The Intrigue system works both ways, however. If a foe isn’t well respected at court, and has an unloyal spymaster or has a spouse that has their own deviant traits, you can recruit one or all to help do your bidding. It will also be much clearer what will or won’t improve your chances of successfully assassinating a rival; there’s no more dealing solely in percentages and a bit of dumb luck. By playing to your characters strengths, you’ll be able to avoid having to constantly bribe everyone to get them onside to get the best outcome and can instead focus on more important things, like building your army.
While you could build an army of fairly impressive size in Crusader Kings 2, it didn’t allow for a lot of choices when it came to unit types. In Crusader Kings 3, you’ll have units that are unique to your leader and you’ll be able to choose a different type of unit for each type of terrain you might face. You’ll also be able to assign leaders and generals, ensuring that you have the best of the best leading your crusades at all time, rather than the random rolls with poorly matched infantry.
There isn’t going to be any Imperator: Rome inspired naval combat, but there’s enough choice and scope in the new army mechanics that will excite veterans and make the combat system more enjoyable all round. If there was ever a time to create a new Heresy and embark on holy war, this is it.
On the surface, Crusader Kings 3 isn’t quite the foreboding beast that Crusader Kings 2 is. With an accessible new design and a sharper focus on RPG elements, you could easily forget that this is one of the most challenging grand strategy franchises around. When I spoke to Max Olbers, the content designer at Paradox, he described Crusader Kings 3 as being “complex, but not complicated” which neatly sums things up. “It’s an iteration, not a reinvention,” said lead designer Alex Oltner, as Paradox has worked tirelessly to produce a familiar yet totally new experience for grand strategy fans new and old.
Statecraft is the crux of a longlasting dynasty, though you’re less likely to make a mistake and suddenly hit the game over screen. If your dynasty falls, you’ll be able to remain in the world you’ve helped create and continue playing as another leader. This gives you an unexpected edge as you’ll have an insight into how certain countries operate. Of course, you could just brush that 30-hour save off as a practice run and start again.

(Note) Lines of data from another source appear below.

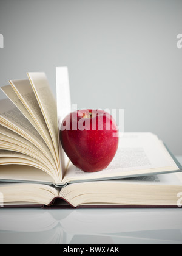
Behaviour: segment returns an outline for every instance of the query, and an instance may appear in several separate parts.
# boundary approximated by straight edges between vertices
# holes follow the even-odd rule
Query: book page
[[[58,140],[59,139],[59,130],[61,123],[65,116],[72,112],[71,98],[68,69],[67,67],[57,67],[56,72],[56,99],[57,115],[58,123]],[[62,177],[68,166],[69,159],[65,154],[61,142],[59,143],[60,159],[61,159],[61,169]]]
[[[29,165],[30,166],[40,169],[50,175],[50,171],[47,170],[46,166],[44,163],[27,154],[16,151],[0,149],[0,165],[7,164]]]
[[[26,154],[38,160],[41,160],[50,169],[53,168],[50,162],[45,158],[45,155],[36,146],[18,133],[1,125],[0,125],[0,140],[1,149],[18,151]]]
[[[17,108],[21,112],[21,113],[25,116],[25,118],[29,121],[30,123],[33,126],[33,127],[39,132],[39,128],[37,124],[34,121],[31,115],[28,112],[26,108],[24,107],[21,100],[19,99],[12,86],[5,85],[0,87],[0,89],[6,94],[6,96],[12,101],[12,102],[17,107]]]
[[[164,152],[157,137],[150,133],[125,133],[120,138],[118,151],[107,168],[85,172],[70,164],[65,182],[130,177],[179,170],[170,154]]]
[[[58,167],[60,168],[56,100],[45,73],[28,73],[27,76],[49,130],[56,155]],[[61,174],[59,172],[58,174],[61,180]]]
[[[16,171],[18,171],[18,169]],[[32,171],[33,171],[33,169]],[[47,205],[58,196],[57,189],[44,184],[1,183],[0,189],[4,194],[5,204],[26,202]]]
[[[8,99],[0,101],[0,124],[30,141],[44,153],[45,157],[53,166],[53,169],[56,169],[54,160],[44,141],[30,123]],[[55,177],[57,177],[56,173]]]
[[[19,99],[19,101],[16,100],[16,102],[20,101],[21,102],[21,105],[23,104],[24,108],[26,110],[24,110],[24,108],[22,109],[22,107],[21,107],[21,110],[24,110],[22,112],[23,114],[28,112],[30,116],[30,119],[29,118],[29,121],[32,123],[32,120],[33,120],[32,124],[35,124],[35,128],[46,141],[52,155],[54,155],[54,157],[56,157],[50,135],[29,80],[11,80],[9,82],[16,97]],[[5,92],[8,97],[12,96],[12,101],[13,101],[14,104],[16,103],[15,102],[15,98],[14,99],[15,95],[12,94],[12,92],[10,91],[8,87],[2,87],[2,90]],[[18,107],[19,107],[19,104],[18,105],[16,104]]]

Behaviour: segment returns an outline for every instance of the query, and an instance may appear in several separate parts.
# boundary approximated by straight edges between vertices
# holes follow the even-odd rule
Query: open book
[[[69,161],[59,138],[61,121],[72,111],[67,68],[56,68],[57,100],[44,73],[28,73],[27,79],[9,84],[1,88],[5,97],[0,101],[0,192],[4,205],[50,205],[58,201],[55,198],[75,207],[177,204],[177,194],[182,191],[177,172],[180,176],[181,166],[152,133],[124,133],[114,159],[99,172],[84,172]],[[166,178],[163,186],[154,178],[167,173],[175,183]],[[135,185],[138,200],[152,191],[152,201],[145,197],[127,199],[126,195],[137,194]],[[174,194],[168,200],[170,186]],[[164,198],[156,202],[160,191]]]

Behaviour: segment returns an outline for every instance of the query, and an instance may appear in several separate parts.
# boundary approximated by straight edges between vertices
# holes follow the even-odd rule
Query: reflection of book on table
[[[0,212],[1,243],[13,243],[17,237],[23,243],[104,243],[103,240],[116,243],[121,239],[123,243],[127,237],[134,241],[181,242],[180,210],[98,209],[93,213],[89,210],[30,212],[21,209],[18,214],[14,211]]]
[[[0,101],[4,205],[50,205],[60,197],[73,207],[177,206],[181,166],[151,133],[124,133],[113,161],[98,172],[68,160],[58,132],[71,111],[67,69],[56,71],[57,104],[43,73],[1,87],[8,97]]]

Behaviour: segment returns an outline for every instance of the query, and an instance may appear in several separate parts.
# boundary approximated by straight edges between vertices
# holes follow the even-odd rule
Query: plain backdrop
[[[69,68],[78,108],[124,109],[182,155],[181,0],[0,0],[0,85]]]

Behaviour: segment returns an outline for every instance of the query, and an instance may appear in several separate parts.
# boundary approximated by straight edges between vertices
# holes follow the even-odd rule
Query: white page
[[[60,143],[59,129],[63,119],[67,114],[72,112],[71,98],[67,68],[57,67],[56,71],[58,140],[59,141],[59,146],[60,158],[61,159],[61,169],[64,176],[65,171],[69,162],[69,159],[64,153]]]
[[[169,171],[179,170],[169,154],[164,152],[159,141],[150,133],[124,133],[120,138],[115,157],[106,169],[96,172],[85,172],[70,164],[63,180],[67,182],[148,174],[164,172],[164,168],[167,168]]]
[[[39,103],[54,146],[57,160],[58,174],[59,176],[59,155],[58,137],[56,102],[50,90],[46,75],[41,72],[27,73],[32,89]]]

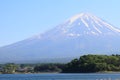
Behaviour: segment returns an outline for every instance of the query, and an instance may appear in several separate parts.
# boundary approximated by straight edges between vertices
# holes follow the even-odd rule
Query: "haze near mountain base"
[[[0,63],[61,62],[84,54],[118,54],[119,41],[120,29],[81,13],[43,34],[1,47]]]

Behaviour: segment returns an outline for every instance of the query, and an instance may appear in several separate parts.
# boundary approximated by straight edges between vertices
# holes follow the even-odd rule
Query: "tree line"
[[[48,64],[1,64],[0,73],[93,73],[120,71],[120,55],[83,55],[71,62]]]

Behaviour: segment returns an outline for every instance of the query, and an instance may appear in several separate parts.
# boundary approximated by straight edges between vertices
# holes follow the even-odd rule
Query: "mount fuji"
[[[56,61],[84,54],[119,54],[120,29],[81,13],[43,34],[0,48],[0,63]]]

Stress plays a vital part in shaping your leader. If you act in accordance with their traits, they’re less likely to deal with long-term stress. If your choices are inconsistent with your predetermined traits, your leader will become more stressed. The more stressed you become, the longer you will remain stressed and there’s even a chance you’ll become a lunatic, which can impact your dynasty throughout future generations. If like me, you like having an insane leader, this should prove an interesting challenge, though you can’t just go around killing your children or anything like that. You can also try to inflict this hell on your enemies; destroy enough of their army, kill their closest allies or family and take over their lands and you might just drive them to insanity, disposing of that prick in your side.
Crusader Kings 3 incorporates fan-favourite expansions and mechanics from its predecessor, complete with a fresh lick of paint and new features that reinvigorate the role-playing immersion Crusader Kings 2 has always been praised for. Rodrigue Delrue, the community dev at Paradox, highlighted that while there are fewer expansions planned post-launch, you'll still be able to mod the shit out of it and can look forward to regular dev diaries and gold standard quality of life updates.